Westside Story Of School Food ChangeFri 13 May 2011
Story by Emily Ventura
Los Angeles Teacher Shares His Vision for the Food Revolution at School Open House
Los Angeles teacher Thomas Bangert has an inspired vision for his school, a vision that students can “Grow+Prepare+Share” their food, and last week he showcased this idea at his school’s open house.
The event included a dedication of a new school garden, a provocative presentation by Thomas on the current state of school food, and a viewing party for students and their parents of Episode 1 of Jamie Oliver’s Food Revolution. Around 100 students and parents gathered in the multi-purpose room of the school, the Westside Global Awareness K-8 Magnet, to have dinner provided by Chipotle and to participate in the viewing party, complete with discussion of next steps for change.
Thomas has worked for 13 years as a teacher in Los Angeles Unified School District (LAUSD) and for 6 years as a LAUSD athletic coach. He holds an MS in administration from Pepperdine University's Graduate School of Education & Psychology and is a certified Master Gardener. Thomas’ vision is to develop his Grow+Prepare+Share program into a K-5 curriculum resource that encourages the study of food systems, specifically focused on sustaining the environment, growing, cooking and sharing.
The mission of Grow+Prepare+Share is to change the status quo through hands-on grassroots education. Children will be guided through lessons that focus on the relationships between foods that grow on the farm or in the garden. Each lesson will finish with recipes for a garden/farmers market meal for the students to prepare and share.
In January of this year, Thomas joined the broad coalition of community leaders that has been working along with the Jamie Oliver Food Foundation to create real, sustained change in Los Angeles, starting with the school district. As Thomas explains “Jamie Oliver is a wonderful resource for me to be able to point parents and teachers toward.
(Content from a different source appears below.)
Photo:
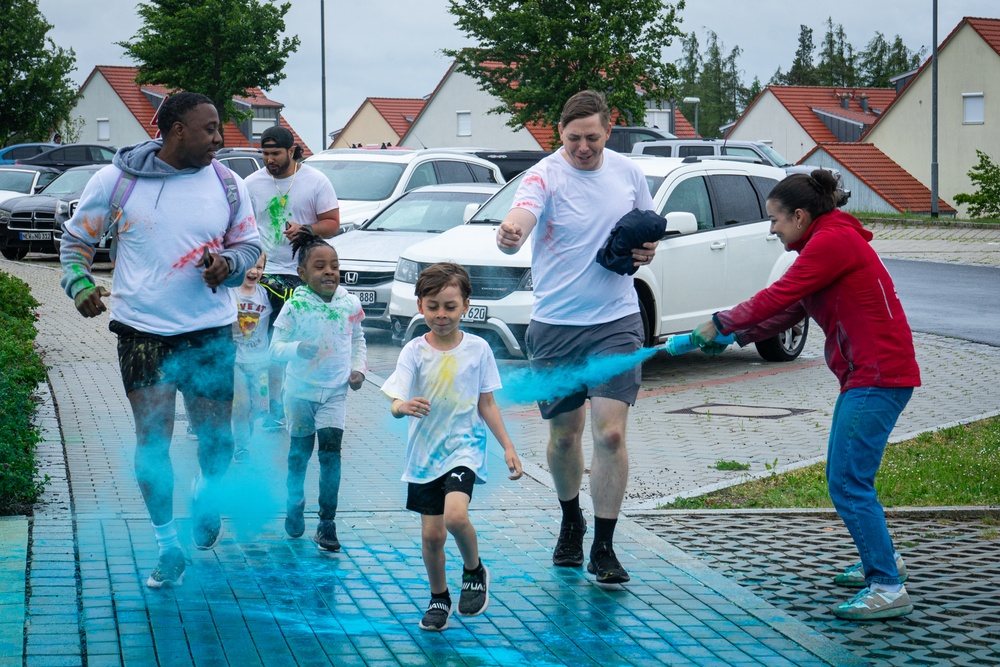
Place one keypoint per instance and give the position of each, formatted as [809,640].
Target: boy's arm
[490,413]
He is a wonderful advocate for children and their reconnection with food.”
It’s clear that Thomas’ vision is both shared and contagious. As part of his involvement with the LA Food Revolution coalition, Thomas invited his students to write letters to the LAUSD’s new superintendent, John Deasy, and to the Board of Education, to express their opinions about their school food. By the night of the open house and viewing party, Thomas already had 80 letters collected. Ryan Westfield, a 7th grade student says:
“I know our district is the second largest in the U.S. and we should set the standard. I know this will cost money, but why not pay more for better health? If we are the future, why make us the fat, unhealthy people of tomorrow?”
Students are ready for change, and along with their parents, are ready for action. The school plans to use their new garden as a first step in teaching children about fresh food and encouraging them to lobby for fresher food in the cafeteria.
Hats off to Thomas and the school community of Westside Global Awareness Magnet K-8.